'Have another rubber, Alfred?' he said to Miles's father as the carriages were taking away the guests.

Lord Alfred had taken sundry glasses of champagne, and for a moment forgot the bills in the safe, and the good things which his boys were receiving. 'Damn that kind of nonsense,' he said. 'Call people by their proper names.' Then he left the house without a further word to the master of it. That night before they went to sleep Melmotte required from his weary wife an account of the ball, and especially of Marie's conduct. 'Marie,' Madame Melmotte said, 'had behaved well, but had certainly preferred "Sir Carbury" to any other of the young men.' Hitherto Mr Melmotte had heard very little of Sir Carbury, except that he was a baronet. Though his eyes and ears were always open, though he attended to everything, and was a man of sharp intelligence, he did not yet quite understand the bearing and sequence of English titles.
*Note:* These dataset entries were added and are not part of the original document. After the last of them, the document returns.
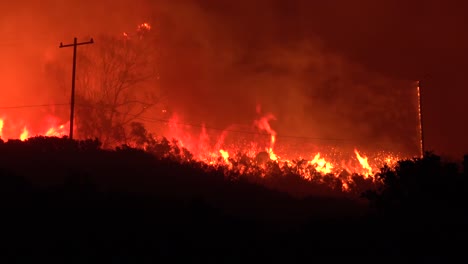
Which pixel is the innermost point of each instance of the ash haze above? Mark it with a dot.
(335, 70)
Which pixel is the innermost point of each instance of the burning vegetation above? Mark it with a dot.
(119, 80)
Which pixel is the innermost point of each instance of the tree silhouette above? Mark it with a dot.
(118, 82)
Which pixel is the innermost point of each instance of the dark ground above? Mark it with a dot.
(72, 202)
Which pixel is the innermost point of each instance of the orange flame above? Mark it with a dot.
(225, 155)
(364, 163)
(264, 124)
(1, 127)
(24, 135)
(321, 165)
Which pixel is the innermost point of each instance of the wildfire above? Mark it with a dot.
(25, 134)
(49, 128)
(321, 165)
(365, 165)
(1, 127)
(217, 150)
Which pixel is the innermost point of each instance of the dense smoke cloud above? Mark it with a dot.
(219, 61)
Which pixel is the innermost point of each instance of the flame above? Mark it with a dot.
(56, 131)
(25, 134)
(365, 165)
(225, 155)
(220, 150)
(1, 127)
(145, 26)
(321, 165)
(264, 124)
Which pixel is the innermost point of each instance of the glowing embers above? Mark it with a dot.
(367, 170)
(321, 165)
(1, 127)
(25, 134)
(9, 129)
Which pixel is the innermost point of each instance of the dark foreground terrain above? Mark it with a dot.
(72, 202)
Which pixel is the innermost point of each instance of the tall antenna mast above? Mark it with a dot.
(72, 110)
(421, 132)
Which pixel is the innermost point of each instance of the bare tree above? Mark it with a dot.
(118, 82)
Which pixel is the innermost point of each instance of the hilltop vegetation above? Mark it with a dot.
(74, 200)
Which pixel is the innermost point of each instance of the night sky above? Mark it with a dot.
(224, 45)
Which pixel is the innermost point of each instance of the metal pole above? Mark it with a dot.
(421, 131)
(72, 101)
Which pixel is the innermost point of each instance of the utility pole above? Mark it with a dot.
(421, 131)
(72, 110)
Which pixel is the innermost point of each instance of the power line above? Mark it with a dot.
(72, 110)
(166, 121)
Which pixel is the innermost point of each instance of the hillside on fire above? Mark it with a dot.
(74, 200)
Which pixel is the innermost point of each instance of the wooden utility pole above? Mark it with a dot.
(72, 110)
(421, 131)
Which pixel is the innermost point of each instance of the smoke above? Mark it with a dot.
(219, 60)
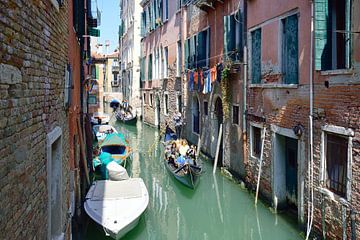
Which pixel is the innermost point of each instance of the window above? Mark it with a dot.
(256, 56)
(144, 99)
(290, 62)
(255, 141)
(151, 99)
(166, 55)
(179, 103)
(233, 36)
(142, 69)
(206, 108)
(235, 114)
(150, 63)
(332, 34)
(178, 59)
(165, 10)
(196, 116)
(92, 99)
(336, 163)
(202, 50)
(166, 104)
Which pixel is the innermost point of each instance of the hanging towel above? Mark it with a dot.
(213, 74)
(219, 69)
(196, 77)
(191, 80)
(200, 81)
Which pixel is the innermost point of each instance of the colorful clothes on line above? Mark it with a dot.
(191, 80)
(213, 74)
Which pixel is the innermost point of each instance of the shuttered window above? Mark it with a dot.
(290, 62)
(336, 164)
(256, 56)
(201, 49)
(150, 67)
(332, 34)
(186, 53)
(233, 36)
(142, 69)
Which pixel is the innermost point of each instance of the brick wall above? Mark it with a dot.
(33, 56)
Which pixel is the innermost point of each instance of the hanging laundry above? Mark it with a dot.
(213, 74)
(200, 81)
(207, 82)
(191, 80)
(219, 69)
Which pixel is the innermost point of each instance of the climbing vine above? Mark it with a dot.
(225, 91)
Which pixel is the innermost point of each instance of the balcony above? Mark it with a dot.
(206, 5)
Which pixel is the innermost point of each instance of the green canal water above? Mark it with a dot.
(217, 209)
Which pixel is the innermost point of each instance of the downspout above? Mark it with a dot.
(310, 165)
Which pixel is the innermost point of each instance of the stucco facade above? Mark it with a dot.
(129, 42)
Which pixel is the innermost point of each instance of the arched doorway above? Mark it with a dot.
(157, 110)
(219, 117)
(196, 115)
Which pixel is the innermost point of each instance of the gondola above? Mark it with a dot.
(188, 173)
(131, 119)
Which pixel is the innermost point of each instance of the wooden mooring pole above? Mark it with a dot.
(217, 149)
(260, 164)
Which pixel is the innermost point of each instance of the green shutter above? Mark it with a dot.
(322, 35)
(208, 47)
(201, 49)
(256, 56)
(150, 67)
(97, 72)
(226, 32)
(192, 54)
(186, 53)
(290, 50)
(240, 36)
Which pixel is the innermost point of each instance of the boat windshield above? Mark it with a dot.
(114, 149)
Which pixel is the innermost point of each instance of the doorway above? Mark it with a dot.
(219, 116)
(286, 171)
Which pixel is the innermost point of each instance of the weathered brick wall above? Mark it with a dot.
(33, 50)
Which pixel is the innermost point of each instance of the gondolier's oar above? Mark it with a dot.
(181, 168)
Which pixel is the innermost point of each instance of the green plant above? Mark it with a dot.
(225, 91)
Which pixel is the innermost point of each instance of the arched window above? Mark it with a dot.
(196, 115)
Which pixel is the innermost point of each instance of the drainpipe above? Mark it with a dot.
(244, 105)
(310, 165)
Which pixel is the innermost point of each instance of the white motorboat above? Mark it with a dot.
(117, 205)
(101, 131)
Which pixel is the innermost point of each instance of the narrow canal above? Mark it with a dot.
(217, 209)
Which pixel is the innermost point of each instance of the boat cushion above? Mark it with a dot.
(110, 190)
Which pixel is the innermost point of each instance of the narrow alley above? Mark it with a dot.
(179, 119)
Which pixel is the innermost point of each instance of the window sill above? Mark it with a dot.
(284, 86)
(349, 71)
(332, 196)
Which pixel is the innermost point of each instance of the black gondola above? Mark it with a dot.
(189, 173)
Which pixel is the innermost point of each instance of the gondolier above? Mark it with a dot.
(178, 124)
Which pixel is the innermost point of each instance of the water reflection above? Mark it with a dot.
(217, 209)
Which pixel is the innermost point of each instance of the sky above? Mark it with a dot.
(110, 20)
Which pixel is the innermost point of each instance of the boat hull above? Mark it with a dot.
(189, 179)
(117, 214)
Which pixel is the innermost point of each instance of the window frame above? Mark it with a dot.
(251, 143)
(238, 115)
(342, 132)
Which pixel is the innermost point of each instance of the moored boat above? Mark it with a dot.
(100, 118)
(180, 164)
(126, 117)
(116, 145)
(101, 131)
(117, 205)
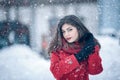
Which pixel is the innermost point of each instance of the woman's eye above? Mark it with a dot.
(69, 29)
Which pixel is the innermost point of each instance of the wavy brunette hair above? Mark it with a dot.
(57, 41)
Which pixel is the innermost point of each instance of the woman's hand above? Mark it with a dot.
(88, 47)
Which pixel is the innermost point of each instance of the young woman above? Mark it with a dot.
(74, 52)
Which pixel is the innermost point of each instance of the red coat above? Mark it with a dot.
(66, 67)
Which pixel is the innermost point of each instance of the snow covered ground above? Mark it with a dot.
(19, 62)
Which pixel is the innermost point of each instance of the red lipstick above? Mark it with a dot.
(68, 38)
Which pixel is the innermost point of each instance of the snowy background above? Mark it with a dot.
(19, 62)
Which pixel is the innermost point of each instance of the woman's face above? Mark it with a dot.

He knew that he must get for his daughter either an eldest son, or one absolutely in possession himself. Sir Felix, he had learned, was only a baronet; but then he was in possession. He had discovered also that Sir Felix's son would in course of time also become Sir Felix. He was not therefore at the present moment disposed to give any positive orders as to his daughter's conduct to the young baronet. He did not, however, conceive that the young baronet had as yet addressed his girl in such words as Felix had in truth used when they parted. 'You know who it is,' he whispered, 'likes you better than any one else in the world.'

'Nobody does;--don't, Sir Felix.'

'I do,' he said as he held her hand for a minute. He looked into her face and she thought it very sweet. He had studied the words as a lesson, and, repeating them as a lesson, he did it fairly well. He did it well enough at any rate to send the poor girl to bed with a sweet conviction that at last a man had spoken to her whom she could love.